Escribió: "Algunos votantes de izquierda están recurriendo al populismo de derecha, pero el principal problema es que la mayoría de las clases bajas se abstienen. Si hubiera un electorado que hay que conquistar, ¡ese es el indicado! El riesgo si no logramos hacerlo es encontrarnos en una situación de tipo italiano, donde las fuerzas progresistas están destrozadas y el derecho xenófobo está en el poder. Por lo tanto, la línea política de Sahra Wagenknecht sobre el tema de la migración me parece una cuestión de limpieza pública".

Esta es una propuesta reaccionaria para desarrollar LFI sobre bases políticas compatibles con el neofascismo europeo. Se basa en una mentira política, es decir, la afirmación de que el colapso de los votos para los partidos socialdemócratas, estalinistas o aliados se debe ante todo a un cambio entre los trabajadores hacia el apoyo al neofascismo.

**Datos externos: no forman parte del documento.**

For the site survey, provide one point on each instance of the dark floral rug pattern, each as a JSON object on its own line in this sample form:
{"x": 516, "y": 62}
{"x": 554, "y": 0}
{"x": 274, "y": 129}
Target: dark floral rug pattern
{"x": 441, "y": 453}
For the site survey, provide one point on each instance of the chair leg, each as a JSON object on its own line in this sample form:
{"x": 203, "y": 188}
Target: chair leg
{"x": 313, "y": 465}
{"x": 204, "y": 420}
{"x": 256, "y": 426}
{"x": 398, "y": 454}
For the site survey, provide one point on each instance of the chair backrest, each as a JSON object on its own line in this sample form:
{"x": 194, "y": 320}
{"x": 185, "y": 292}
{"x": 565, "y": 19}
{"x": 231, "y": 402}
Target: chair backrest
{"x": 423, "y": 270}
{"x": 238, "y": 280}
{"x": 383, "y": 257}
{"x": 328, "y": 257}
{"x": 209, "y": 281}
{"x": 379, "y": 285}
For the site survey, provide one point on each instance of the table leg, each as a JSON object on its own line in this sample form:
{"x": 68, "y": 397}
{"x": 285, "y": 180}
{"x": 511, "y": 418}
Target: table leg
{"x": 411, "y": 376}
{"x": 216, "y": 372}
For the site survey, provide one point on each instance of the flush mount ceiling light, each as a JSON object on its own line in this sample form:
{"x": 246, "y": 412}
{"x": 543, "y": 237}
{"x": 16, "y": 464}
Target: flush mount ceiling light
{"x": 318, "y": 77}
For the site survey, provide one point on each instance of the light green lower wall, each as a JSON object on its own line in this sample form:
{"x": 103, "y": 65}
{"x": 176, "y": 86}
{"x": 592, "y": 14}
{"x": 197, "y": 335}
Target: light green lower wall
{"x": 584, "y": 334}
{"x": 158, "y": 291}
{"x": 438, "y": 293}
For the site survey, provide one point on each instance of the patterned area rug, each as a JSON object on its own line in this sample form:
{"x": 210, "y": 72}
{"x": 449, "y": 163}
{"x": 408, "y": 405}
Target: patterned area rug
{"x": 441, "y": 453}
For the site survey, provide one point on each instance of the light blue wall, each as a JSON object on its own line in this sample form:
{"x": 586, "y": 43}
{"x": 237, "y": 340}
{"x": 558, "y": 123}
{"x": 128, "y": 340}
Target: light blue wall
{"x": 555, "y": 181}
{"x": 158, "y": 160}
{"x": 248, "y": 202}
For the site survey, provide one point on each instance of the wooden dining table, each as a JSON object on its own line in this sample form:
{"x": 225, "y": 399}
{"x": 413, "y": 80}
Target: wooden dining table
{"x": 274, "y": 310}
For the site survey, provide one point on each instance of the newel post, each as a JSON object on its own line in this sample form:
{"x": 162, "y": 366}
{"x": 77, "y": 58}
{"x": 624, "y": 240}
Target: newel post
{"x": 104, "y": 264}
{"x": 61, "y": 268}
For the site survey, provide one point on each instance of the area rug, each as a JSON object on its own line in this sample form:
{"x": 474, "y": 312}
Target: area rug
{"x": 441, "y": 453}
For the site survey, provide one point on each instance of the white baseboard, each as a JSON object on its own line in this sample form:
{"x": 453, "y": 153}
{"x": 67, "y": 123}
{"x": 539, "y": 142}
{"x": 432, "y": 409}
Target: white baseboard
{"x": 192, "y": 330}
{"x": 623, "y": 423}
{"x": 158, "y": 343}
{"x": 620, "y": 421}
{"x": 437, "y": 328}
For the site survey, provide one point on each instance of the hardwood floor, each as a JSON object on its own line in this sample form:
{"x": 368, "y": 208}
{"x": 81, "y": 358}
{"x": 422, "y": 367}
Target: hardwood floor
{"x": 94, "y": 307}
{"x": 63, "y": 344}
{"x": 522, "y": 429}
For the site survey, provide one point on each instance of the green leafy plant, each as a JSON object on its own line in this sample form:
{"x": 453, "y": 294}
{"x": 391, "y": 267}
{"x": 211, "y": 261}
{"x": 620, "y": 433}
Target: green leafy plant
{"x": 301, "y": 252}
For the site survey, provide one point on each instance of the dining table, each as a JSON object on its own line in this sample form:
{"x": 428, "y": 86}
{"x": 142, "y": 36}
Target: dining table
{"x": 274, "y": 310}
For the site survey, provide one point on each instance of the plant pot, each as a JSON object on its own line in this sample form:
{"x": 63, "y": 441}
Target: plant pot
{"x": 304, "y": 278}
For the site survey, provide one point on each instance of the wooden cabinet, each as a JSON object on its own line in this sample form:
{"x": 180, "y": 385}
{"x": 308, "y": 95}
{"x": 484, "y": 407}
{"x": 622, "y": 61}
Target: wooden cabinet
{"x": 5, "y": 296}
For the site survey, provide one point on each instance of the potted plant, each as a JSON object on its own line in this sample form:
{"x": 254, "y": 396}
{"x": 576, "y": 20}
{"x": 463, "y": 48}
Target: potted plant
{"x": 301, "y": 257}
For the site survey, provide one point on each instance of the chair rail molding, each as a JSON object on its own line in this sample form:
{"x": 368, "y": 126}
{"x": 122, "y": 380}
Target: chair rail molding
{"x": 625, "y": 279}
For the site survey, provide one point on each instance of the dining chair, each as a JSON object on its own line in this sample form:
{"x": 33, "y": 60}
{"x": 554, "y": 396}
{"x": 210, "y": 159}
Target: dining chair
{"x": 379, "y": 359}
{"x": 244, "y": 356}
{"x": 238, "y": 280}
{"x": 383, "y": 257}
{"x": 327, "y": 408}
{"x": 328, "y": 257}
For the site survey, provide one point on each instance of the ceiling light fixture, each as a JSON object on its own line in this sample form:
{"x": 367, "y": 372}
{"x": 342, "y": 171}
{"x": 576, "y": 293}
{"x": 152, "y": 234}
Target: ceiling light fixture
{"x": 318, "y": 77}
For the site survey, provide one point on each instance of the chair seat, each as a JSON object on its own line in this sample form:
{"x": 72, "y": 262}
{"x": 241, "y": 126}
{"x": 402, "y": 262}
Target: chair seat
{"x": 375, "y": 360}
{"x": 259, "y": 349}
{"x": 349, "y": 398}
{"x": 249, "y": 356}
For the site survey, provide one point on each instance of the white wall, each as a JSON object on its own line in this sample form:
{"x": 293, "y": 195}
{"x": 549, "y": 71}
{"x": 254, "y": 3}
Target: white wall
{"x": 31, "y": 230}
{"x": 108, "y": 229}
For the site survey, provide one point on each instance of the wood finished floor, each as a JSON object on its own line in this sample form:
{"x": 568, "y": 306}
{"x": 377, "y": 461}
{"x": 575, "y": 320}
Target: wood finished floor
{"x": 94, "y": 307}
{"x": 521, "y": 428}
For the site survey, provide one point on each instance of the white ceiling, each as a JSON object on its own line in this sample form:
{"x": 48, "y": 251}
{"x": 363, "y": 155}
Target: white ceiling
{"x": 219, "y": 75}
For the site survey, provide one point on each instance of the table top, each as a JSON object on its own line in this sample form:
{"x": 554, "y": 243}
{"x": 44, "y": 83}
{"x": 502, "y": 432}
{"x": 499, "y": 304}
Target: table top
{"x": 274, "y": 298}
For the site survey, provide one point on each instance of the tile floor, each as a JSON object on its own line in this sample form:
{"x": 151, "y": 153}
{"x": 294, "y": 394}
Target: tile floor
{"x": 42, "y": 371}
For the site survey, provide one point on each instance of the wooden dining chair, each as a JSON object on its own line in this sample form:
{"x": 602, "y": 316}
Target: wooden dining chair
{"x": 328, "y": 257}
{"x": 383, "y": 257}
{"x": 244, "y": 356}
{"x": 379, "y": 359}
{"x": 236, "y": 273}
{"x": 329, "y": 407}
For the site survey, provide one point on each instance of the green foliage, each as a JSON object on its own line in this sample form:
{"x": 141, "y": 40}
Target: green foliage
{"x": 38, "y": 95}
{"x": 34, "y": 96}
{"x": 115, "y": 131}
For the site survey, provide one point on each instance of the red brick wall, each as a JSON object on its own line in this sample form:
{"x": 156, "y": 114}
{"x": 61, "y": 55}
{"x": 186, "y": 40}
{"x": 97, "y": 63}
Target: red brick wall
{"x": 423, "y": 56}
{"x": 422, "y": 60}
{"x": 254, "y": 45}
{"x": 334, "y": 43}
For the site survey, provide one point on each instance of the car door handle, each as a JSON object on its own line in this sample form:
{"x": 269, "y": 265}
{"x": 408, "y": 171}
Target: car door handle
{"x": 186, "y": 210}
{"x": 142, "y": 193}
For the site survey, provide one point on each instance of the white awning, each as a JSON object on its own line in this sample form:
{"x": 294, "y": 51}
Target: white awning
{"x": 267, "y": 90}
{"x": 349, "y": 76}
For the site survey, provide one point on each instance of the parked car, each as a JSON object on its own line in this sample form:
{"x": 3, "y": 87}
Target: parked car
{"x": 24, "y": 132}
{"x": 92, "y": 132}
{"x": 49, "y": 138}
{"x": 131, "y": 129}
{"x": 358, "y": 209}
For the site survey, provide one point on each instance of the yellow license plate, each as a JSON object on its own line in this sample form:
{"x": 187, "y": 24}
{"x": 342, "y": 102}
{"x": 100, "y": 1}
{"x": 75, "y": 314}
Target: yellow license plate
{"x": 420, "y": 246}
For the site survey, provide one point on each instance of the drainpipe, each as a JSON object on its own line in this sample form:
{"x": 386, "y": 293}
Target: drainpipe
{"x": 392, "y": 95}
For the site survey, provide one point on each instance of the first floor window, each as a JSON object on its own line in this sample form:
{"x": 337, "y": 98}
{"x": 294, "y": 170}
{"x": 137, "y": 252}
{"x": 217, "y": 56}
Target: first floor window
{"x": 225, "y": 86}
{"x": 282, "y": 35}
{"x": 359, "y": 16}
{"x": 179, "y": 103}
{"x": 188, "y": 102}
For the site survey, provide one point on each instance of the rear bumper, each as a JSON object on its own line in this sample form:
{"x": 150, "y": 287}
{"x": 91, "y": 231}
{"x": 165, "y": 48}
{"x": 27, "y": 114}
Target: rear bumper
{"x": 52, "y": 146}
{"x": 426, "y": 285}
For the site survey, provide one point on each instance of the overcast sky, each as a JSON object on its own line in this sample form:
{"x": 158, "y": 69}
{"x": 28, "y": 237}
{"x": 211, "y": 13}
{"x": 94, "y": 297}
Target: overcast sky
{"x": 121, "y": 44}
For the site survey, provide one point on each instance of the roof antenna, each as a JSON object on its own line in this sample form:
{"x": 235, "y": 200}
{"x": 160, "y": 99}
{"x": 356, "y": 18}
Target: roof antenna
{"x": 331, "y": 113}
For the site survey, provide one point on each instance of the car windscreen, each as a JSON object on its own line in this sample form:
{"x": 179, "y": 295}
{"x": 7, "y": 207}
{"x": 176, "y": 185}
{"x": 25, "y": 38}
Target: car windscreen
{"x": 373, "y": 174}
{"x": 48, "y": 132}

De hecho, si el Partido Socialista (PS) de Francia, el Partido Socialdemócrata de Alemania (SPD) y sus aliados de LFI y Die Linke han perdido votantes, se debe sobre todo al trayecto derechista que ha tomado el movimiento estudiantil y pequeñoburgués de 1968 desde donde proceden sus líderes. En medio de una crisis social cada vez más profunda y una creciente oposición de la clase trabajadora a toda la élite política, su orientación nacionalista y antimarxista les permite alinearse cada vez más cerca de una posición neofascista.

Aterrorizados por la erupción del sentimiento revolucionario en la clase trabajadora en la huelga general de mayo-junio de 1968 hace 50 años, estas capas evolucionaron continuamente hacia la adopción de posiciones a favor de la guerra y la austeridad. El "giro hacia la austeridad" del PS en Francia, el Partido Socialista en España y Pasok en Grecia a principios de los ’80, la restauración estalinista del capitalismo en la propia URSS en 1991 y luego las leyes austeras Hartz IV del SPD dieron inicio a varias décadas de austeridad impuesta por los socialdemócratas y sus aliados estalinistas y pablistas. Su base electoral ahora se ha derrumbado.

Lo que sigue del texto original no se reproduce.